Another look in the farmland around the Inthanon Highland Resort late afternoon again failed to provide Blossom Headed Parakeets, but we saw the owlet again and had one flowering tree positively dripping with Purple Sunbirds.
Scaly Breasted Munias were round the rice paddies and the white headed "leucopsis" form of White Wag were mighty diverting.
Chestnut Tailed Starling here, and Neill managed a Ruddy Breasted Crake by one of the irrigation streams.

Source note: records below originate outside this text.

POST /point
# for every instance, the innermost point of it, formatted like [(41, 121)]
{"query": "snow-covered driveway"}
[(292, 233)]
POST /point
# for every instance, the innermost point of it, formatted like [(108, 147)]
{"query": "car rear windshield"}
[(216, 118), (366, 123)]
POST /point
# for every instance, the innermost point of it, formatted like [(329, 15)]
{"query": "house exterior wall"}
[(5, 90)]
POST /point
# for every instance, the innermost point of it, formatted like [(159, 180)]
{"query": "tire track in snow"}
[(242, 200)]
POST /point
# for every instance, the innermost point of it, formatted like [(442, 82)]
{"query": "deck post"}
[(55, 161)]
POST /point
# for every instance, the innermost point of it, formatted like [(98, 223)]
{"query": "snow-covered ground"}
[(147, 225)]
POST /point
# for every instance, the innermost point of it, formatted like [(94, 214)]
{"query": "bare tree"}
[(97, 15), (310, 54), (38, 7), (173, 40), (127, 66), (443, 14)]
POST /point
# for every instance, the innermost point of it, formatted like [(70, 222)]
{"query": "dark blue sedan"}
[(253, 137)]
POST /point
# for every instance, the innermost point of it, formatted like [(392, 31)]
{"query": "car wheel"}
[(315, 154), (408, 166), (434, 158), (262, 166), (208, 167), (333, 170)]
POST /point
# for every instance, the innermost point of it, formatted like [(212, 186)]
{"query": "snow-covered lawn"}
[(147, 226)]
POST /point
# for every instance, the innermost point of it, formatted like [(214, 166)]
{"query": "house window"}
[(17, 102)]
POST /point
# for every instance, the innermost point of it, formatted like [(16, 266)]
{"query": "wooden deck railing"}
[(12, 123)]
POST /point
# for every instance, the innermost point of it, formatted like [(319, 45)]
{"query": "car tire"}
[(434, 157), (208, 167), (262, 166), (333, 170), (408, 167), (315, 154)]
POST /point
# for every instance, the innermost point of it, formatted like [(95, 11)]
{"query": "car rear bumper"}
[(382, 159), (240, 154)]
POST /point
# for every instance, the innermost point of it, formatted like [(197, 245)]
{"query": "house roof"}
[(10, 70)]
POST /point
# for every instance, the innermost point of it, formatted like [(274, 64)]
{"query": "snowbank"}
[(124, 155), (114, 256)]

Excellent part of the world.
Eyes to the skies everyone, eyes to the skies....
Doi Inthanon list
Taiga Flycatcher, White Rumped Shama, Olive Backed Sunbird, Black Collared Starling, Yellow Browed Warbler, Spotted Dove, Sooty Headed Bulbul, Oriental Magpie Robin, Coppersmith Barbet, Brown Shrike, Indian Roller, Green Bee-Eater, Barn Swallow, Rufous Treepie, Mrs Gould's Sunbird, Green Tailed Sunbird, Chestnut Tailed Minla, Hume's Warbler, Japanese White-eye, Chestnut Sided White-eye, Buff Barred Warbler, Common Rosefinch, Black Crowned Bulbul, Chestnut Winged Fulvetta, Blue Whistling Thrush, Chestnut Crowned Laughing Thrush, Dark Backed Sibia, Yellow Bellied Fantail, Flavescent Bulbul, Orange Bellied Leafbird, Rufous Bellied Niltava, Ashy Drongo, Slaty Bellied Tesia, Grey Chinned Minivet, Brown Throated Treecreeper, Blyth's Leaf Warbler, Striated Bulbul, Grey Cheeked Fulvetta, White Browed Piculet, Chestnut Vented Nuthatch, Golden Babbler, White Browed Shortwing, Banded Bay Cuckoo, Oriental Magpie Robin, Tree Sparrow, Chinese Pond Heron, Blue Throated Redstart, Asian Barred Owlet, Asian Koel, White Wagtail, Slaty Backed Forktail, Plumbeous Water Redstart, Dusky Crag Martin, White Breasted Waterhen, Black Crowned Bulbul, White Browed Shrike Babbler, Scarlet Minivet, Common Jay, Blue Throated Blue Flycatcher, Golden Fronted Leafbird, Crested Goshawk, Collared Falconet, Maroon Oriole, Fire Breasted Flowerpecker, Great Tit, Dark Throated Sunbird, Large Cuckooshrike, Short Billed Minivet, Flavescent Bulbul, Large Niltava, White Browed Fantail, Dark Backed Sibia, Buff Barred Warbler, Spectacled Barwing, Greenish Warbler, White Breasted Kingfisher, Red Collared Dove, Siberian Stonechat, Scaly Breasted Munia, Ashy Woodswallow, Green Bee-Eater, Plain Prinia, Ruddy Breasted Crake, Purple Sunbird, Chestnut Tailed Starling, Pied Bushchat, Verditer Flycatcher, Pale Legged Leaf Warbler, Cattle Egret, Indian Roller, Common Iora.